New research has identified the child cancer patients at greatest risk of developing life-threatening infections, in a crucial step towards the development of an early diagnostic test.
There is currently no clinical test to identify which children are likely to develop severe infections during febrile neutropenia (FN) — a condition common in chemotherapy patients — from those who are at low risk.

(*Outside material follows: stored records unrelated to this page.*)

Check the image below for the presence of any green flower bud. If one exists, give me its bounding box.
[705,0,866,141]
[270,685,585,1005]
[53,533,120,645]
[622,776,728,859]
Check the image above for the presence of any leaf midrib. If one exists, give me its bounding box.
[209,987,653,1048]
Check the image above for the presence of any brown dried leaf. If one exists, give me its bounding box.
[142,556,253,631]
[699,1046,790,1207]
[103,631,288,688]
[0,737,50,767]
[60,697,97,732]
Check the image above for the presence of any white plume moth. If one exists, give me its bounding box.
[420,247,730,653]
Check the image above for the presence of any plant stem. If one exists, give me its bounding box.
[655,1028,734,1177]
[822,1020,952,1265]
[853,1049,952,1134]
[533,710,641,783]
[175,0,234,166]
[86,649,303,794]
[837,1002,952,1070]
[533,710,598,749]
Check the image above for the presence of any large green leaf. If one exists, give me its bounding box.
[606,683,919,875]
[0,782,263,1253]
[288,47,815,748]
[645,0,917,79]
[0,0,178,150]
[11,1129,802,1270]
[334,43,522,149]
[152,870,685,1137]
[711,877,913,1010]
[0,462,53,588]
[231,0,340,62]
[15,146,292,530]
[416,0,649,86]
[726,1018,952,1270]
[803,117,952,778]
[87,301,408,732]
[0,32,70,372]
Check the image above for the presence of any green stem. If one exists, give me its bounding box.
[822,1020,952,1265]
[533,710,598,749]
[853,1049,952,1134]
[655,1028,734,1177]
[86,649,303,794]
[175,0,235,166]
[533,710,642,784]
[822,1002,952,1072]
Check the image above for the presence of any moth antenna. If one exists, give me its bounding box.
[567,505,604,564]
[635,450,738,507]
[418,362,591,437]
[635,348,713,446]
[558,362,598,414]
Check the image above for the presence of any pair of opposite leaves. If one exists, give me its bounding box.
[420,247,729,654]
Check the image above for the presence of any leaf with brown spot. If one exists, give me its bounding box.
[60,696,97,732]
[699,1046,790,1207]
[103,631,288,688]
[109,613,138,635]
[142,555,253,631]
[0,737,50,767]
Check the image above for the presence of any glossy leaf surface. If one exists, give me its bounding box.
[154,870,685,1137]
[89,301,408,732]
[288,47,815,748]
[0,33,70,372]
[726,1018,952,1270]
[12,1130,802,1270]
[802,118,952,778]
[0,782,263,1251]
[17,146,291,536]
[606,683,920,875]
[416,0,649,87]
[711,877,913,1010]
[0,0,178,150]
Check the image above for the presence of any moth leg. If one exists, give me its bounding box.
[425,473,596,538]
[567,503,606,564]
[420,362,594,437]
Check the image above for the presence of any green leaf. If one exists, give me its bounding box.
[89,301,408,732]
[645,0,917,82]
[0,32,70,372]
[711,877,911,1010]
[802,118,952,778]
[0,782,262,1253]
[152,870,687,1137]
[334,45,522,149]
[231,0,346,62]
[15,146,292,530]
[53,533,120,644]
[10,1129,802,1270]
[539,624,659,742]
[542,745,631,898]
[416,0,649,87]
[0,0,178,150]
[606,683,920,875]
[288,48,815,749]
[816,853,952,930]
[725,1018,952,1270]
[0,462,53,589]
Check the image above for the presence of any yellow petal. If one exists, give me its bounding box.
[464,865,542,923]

This landmark study, led by WEHI in Melbourne, could prevent thousands of low-risk cancer patients worldwide from undergoing unnecessary treatment and potentially disrupting their chemotherapy.
At a glance
- Study identifies first immune profiles in children with cancer that could identify those at risk of serious infection during febrile neutropenia (FN). There was previously no way of determining the patients who will have a benign or severe FN infection.
- All child cancer patients with FN are currently treated as high-risk and receive intravenous antibiotics, despite less than a quarter of cases requiring it.
- Milestone discovery could lead to a diagnostic test to identify children at risk of severe FN infections, preventing thousands of patients worldwide from receiving unnecessary and potentially disruptive medical treatment.
Children who are given chemotherapy have weakened immune systems, putting them at an elevated risk of contracting potentially life-threatening infections.
Any cancer patient that currently presents to hospital with FN is immediately given intravenous antibiotics to prevent possible infectious complications. While less than a quarter of FN cases will become potentially life-threatening, there is currently no way to determine which patients will fall into this category.